The Poor and the Homeless Do Not Always Need to Be with Us
- Myth #1: The homeless and ‘poor will always be with us’
Despite this statement made in Matthew 26:11, many interpret the phrase as meaning that homeless is something we need to accept. However, the disparities of homelessness in developed and developing countries prove that homelessness is something that we can change.
Although the U.S. is one of the wealthiest nation in the world, its rate of 6.1% homelessness is much higher than other developed nations. This demonstrates that other nations have been successful in reducing homelessness.
- Myth #2: Homelessness affects only very limited segments of American society
Yes, homelessness will most likely affect those who are most poor or disadvantaged.
But what many Americans do not realize is that more of us are vulnerable to homelessness than they may think.
In fact, research shows that college students suffer from high rates of homelessness and food insecurity. Of 40,000 students surveyed, 9% of university students and 12% of community college students reported that they had been homeless in the past year.
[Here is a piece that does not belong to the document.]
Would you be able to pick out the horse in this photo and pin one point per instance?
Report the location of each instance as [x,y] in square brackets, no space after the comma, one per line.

Many believe that most homeless individuals are mentally ill, while only about one-quarter of homeless individuals experience mental illness.
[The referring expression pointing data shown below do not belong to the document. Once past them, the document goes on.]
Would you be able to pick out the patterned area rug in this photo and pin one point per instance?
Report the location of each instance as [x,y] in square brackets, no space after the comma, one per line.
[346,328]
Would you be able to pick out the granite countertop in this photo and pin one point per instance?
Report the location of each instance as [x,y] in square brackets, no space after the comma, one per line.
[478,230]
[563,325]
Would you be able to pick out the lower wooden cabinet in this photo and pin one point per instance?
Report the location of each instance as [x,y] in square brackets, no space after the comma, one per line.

Others think many homeless individuals have “chosen” a homeless lifestyle. In reality, many experiencing homelessness are fleeing violent or difficult life circumstances, suffering from mental or substance use disorders, or previously incarcerated.
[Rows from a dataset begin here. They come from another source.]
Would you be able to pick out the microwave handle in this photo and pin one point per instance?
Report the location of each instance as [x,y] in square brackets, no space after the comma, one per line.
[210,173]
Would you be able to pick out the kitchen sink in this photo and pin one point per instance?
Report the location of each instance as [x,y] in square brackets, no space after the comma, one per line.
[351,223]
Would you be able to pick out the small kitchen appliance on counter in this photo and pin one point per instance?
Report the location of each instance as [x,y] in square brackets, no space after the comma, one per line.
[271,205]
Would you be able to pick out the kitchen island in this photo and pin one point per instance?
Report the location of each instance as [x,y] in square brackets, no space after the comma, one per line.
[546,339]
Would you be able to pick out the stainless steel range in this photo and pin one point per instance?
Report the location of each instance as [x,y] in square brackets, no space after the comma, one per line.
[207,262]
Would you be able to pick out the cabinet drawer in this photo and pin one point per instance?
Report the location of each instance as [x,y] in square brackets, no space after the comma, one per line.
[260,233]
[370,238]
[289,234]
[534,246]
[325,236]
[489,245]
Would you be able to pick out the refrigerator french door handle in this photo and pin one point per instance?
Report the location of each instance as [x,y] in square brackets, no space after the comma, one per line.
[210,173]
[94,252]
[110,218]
When given the choice between a mental hospital, jail, or staying in an inadequate homeless shelter in a dangerous area, most people will choose the streets.
- Myth #3: The public has developed ‘compassion fatigue’ when it comes to homelessness
In the 1990s, many U.S. media outlets suggested that the public no longer cared about homelessness. This could not be further from the truth.
Survey evidence shows that most of the public is willing to pay more taxes to help the homeless.
Media coverage on homelessness has been shown to increase when federal funding is passed but then declines. Now, media coverage remains stagnant. It appears the media has instead developed compassion fatigue.